Aux fins de la discussion, tournons-nous vers une notion qui est un peu moins connue et qui a trouvé un écho chez les sociologues québécois durant les années 1980, celle de « solidarité étatique »[15] (Hamel et al., 1988). Cette notion fait référence à la solidarité non pas entre membres d’une même famille étendue ou entre amis ou voisins, mais à la solidarité basée sur l’appartenance à une même société. Le degré de solidarité dépend des modalités acceptées par les membres d’une même société concernant le partage de la richesse produite socialement, de sa redistribution. Cette dernière peut prendre la forme de paiement de transferts monétaires aux plus pauvres, mais elle peut aussi être réalisée à travers l’offre de services et d’équipements collectifs nombreux et de bonne qualité, gratuitement ou à faible coût. Ceci nous ramène aux travaux de Pinçon-Charlot (et al., 1986) sur la ségrégation spatiale. La solidarité étatique peut exister à tous les paliers de l’État, depuis l’échelon municipal jusqu’aux plus centraux.

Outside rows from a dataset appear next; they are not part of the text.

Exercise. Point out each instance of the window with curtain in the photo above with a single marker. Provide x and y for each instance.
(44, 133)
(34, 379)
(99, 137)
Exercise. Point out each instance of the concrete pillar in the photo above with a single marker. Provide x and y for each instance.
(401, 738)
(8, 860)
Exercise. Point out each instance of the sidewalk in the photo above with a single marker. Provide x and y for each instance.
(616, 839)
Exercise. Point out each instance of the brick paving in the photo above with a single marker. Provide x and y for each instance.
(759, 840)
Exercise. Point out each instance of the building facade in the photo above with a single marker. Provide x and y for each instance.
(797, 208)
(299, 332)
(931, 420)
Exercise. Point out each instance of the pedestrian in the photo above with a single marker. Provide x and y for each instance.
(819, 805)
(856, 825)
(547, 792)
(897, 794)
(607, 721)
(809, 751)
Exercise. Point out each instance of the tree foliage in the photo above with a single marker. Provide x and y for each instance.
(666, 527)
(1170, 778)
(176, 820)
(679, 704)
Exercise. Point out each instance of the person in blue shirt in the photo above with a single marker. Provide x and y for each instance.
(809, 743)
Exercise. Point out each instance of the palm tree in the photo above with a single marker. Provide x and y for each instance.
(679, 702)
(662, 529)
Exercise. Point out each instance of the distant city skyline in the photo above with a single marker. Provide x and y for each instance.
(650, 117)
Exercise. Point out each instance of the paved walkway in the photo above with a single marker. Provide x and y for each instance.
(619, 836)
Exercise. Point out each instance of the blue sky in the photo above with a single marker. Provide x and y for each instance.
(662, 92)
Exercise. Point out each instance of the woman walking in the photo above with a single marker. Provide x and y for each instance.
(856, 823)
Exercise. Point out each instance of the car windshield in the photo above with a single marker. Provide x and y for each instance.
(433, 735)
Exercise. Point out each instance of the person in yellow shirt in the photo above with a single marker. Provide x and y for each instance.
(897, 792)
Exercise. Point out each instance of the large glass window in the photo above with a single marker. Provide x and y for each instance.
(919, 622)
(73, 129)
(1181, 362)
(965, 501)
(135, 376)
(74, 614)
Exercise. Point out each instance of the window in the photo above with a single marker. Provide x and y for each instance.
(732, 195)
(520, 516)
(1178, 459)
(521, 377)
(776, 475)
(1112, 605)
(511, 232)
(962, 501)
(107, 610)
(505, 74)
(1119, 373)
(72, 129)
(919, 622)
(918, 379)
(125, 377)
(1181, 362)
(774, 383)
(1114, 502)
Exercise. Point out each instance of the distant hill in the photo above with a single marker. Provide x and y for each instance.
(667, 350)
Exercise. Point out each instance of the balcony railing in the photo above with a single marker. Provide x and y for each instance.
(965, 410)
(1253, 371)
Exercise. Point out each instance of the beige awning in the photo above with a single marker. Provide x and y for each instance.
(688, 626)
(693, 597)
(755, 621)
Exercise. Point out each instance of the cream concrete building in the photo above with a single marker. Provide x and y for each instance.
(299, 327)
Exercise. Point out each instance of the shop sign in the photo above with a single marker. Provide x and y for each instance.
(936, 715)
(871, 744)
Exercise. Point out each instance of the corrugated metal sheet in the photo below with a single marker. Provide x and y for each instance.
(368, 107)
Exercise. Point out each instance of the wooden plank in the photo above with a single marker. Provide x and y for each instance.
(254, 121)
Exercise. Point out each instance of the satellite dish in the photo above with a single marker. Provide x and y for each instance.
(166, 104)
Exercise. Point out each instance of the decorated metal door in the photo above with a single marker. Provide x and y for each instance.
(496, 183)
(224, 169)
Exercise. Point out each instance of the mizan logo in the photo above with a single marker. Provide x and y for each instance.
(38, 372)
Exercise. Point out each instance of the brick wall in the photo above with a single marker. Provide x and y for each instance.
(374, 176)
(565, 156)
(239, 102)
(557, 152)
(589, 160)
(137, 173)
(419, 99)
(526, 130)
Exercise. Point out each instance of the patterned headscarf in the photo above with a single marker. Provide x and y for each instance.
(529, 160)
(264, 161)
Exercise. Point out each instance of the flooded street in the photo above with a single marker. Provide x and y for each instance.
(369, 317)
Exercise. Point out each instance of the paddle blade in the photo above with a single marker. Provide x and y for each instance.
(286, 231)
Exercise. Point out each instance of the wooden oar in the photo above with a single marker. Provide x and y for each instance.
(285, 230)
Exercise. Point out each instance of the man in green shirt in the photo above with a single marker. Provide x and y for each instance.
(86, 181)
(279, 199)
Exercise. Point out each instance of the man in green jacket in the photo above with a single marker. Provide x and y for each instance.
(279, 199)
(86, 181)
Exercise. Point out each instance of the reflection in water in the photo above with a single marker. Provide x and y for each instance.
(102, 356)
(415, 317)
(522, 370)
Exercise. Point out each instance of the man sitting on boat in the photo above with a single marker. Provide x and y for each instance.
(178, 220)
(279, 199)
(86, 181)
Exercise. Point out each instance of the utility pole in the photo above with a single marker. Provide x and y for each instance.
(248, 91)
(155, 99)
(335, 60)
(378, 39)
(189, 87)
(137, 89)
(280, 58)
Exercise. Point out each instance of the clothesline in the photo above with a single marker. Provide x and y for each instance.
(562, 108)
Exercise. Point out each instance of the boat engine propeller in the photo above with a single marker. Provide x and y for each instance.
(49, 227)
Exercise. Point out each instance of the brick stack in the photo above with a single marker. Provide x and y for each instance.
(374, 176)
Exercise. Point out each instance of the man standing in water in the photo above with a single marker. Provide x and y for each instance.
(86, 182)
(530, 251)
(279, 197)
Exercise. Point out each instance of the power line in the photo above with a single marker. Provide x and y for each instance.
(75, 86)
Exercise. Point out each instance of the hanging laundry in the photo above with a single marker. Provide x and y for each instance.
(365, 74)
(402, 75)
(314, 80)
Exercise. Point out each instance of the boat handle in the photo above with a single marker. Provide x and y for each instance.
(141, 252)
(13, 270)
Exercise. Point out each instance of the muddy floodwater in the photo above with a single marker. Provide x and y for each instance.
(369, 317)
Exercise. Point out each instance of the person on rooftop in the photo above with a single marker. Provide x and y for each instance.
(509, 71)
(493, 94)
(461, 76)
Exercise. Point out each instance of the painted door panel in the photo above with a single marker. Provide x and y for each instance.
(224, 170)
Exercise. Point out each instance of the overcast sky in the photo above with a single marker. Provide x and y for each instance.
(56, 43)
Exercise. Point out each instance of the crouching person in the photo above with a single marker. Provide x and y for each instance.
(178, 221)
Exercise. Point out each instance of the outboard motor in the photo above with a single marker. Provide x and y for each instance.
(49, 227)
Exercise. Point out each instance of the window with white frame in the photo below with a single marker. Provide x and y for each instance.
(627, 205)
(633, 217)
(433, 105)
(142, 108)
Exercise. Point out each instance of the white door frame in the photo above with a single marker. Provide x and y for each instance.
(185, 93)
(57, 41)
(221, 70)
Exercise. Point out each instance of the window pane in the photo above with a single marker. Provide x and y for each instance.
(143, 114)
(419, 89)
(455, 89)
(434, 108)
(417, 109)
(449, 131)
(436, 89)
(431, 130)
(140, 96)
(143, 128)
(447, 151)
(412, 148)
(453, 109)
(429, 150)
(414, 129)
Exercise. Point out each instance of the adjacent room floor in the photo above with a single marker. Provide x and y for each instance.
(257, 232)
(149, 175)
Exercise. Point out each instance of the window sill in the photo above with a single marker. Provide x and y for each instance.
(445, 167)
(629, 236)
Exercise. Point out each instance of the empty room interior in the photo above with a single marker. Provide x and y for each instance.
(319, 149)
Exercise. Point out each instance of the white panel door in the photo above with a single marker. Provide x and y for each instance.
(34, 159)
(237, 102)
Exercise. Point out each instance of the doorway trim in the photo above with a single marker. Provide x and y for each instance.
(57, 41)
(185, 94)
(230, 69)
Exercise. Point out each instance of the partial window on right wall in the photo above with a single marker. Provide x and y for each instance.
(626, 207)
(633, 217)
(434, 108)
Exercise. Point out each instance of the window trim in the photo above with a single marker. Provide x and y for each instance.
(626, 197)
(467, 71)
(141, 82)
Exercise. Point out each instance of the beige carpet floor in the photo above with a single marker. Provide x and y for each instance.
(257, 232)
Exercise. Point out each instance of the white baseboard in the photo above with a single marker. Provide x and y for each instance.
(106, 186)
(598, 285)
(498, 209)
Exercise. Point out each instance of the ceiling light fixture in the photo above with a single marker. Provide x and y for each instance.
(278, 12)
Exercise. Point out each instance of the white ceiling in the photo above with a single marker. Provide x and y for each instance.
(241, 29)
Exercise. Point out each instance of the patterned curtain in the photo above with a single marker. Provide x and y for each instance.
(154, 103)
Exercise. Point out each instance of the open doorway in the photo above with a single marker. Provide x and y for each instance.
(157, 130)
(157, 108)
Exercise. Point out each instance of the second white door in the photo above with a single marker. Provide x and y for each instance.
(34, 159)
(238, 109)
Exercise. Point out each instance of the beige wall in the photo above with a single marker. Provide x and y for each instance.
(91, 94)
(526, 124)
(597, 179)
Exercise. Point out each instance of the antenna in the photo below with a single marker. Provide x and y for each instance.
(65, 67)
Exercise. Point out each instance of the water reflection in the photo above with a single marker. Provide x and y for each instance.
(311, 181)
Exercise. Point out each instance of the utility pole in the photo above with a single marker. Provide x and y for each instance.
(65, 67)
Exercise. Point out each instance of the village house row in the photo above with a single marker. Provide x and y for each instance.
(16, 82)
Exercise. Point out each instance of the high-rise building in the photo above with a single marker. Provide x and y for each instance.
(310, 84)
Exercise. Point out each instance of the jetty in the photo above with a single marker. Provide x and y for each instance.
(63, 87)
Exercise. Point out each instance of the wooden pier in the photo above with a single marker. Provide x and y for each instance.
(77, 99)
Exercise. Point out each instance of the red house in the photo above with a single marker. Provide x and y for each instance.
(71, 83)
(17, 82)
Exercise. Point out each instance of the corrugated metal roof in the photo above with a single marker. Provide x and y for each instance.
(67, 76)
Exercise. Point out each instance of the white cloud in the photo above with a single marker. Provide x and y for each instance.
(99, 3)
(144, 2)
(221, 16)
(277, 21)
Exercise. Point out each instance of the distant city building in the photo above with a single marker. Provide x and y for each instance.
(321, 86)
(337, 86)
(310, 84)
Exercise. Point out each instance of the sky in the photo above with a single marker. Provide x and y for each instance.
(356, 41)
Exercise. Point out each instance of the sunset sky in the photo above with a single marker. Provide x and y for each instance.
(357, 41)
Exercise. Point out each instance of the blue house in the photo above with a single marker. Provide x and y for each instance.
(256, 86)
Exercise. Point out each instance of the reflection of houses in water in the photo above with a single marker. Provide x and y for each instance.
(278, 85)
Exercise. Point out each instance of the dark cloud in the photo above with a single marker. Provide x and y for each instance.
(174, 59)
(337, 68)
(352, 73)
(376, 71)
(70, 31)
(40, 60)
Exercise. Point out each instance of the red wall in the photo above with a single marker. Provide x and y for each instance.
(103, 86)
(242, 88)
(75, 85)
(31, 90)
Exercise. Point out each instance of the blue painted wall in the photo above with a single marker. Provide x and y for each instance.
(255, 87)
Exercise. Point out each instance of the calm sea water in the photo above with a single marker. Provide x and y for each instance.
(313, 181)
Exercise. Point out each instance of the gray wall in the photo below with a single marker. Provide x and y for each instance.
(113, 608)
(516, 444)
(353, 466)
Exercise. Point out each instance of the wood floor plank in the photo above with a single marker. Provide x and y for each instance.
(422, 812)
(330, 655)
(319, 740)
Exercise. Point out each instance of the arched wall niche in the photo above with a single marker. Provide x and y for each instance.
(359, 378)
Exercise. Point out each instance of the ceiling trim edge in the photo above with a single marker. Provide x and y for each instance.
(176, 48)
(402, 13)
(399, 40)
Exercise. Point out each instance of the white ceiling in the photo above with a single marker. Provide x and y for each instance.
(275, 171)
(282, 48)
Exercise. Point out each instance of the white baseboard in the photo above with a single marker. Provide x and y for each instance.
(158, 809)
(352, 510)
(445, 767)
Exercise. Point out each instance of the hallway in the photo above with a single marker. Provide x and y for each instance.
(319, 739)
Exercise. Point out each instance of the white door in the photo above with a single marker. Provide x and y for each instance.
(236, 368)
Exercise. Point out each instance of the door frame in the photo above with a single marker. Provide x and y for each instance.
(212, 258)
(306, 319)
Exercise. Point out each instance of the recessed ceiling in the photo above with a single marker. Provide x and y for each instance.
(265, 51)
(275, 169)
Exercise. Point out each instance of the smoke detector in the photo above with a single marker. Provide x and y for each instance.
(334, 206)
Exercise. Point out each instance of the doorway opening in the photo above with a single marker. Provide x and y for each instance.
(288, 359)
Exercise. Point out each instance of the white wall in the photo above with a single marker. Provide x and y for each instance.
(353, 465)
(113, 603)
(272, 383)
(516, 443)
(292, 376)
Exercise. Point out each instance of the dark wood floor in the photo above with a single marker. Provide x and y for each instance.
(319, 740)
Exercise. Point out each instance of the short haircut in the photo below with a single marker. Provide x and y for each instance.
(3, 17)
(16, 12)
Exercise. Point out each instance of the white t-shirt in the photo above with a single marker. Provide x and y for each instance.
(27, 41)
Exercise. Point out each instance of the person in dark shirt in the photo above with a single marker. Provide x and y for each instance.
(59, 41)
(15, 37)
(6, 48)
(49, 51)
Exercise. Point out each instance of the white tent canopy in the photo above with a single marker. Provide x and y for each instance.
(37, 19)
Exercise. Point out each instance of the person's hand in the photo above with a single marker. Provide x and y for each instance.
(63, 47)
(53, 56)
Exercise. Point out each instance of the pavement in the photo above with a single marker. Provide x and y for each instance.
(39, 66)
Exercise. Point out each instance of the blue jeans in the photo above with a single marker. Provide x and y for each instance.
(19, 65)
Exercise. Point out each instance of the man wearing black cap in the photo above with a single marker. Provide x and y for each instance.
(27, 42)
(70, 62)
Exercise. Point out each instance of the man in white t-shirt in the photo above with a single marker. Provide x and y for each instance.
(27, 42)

Harvey (1981) a souligné la nécessité, même dans les sociétés capitalistes, de socialiser certaines dépenses sociales pour assurer le reproduction de la force de travail ou, plus généralement, la reproduction des êtres humains (l’éducation de base, les services de santé de base, l’eau potable, le système de collecte des eaux usées et des déchets domestiques, les équipements de loisirs pour les enfants). Ces dépenses sociales sont nécessaires et ne peuvent être négligées, même si elles paraissent coûteuses aux plus nantis et couvrent les besoins des moins nantis. Elles sont le plus souvent à la charge des différents gouvernements qui lèvent des impôts pour les financer. L’histoire urbaine étasunienne, caractérisée par un degré élevé de fragmentation municipale, révèle l’une des stratégies qu’utilisent les ménages des couches supérieures et moyennes supérieures pour éviter de supporter le fardeau fiscal rendant possible cette solidarité étatique à l’échelle des municipalités ou encore des comtés (Ashton, 1978). Historiquement, les ménages plus nantis ont opté pour une stratégie de concentration résidentielle dans certaines municipalités ou comtés, empêchant les plus pauvres de venir s’y installer. Ainsi, ils s’arrangent précisément pour éviter la redistribution de la richesse sociale par le biais de l’État local (municipalités ou comtés).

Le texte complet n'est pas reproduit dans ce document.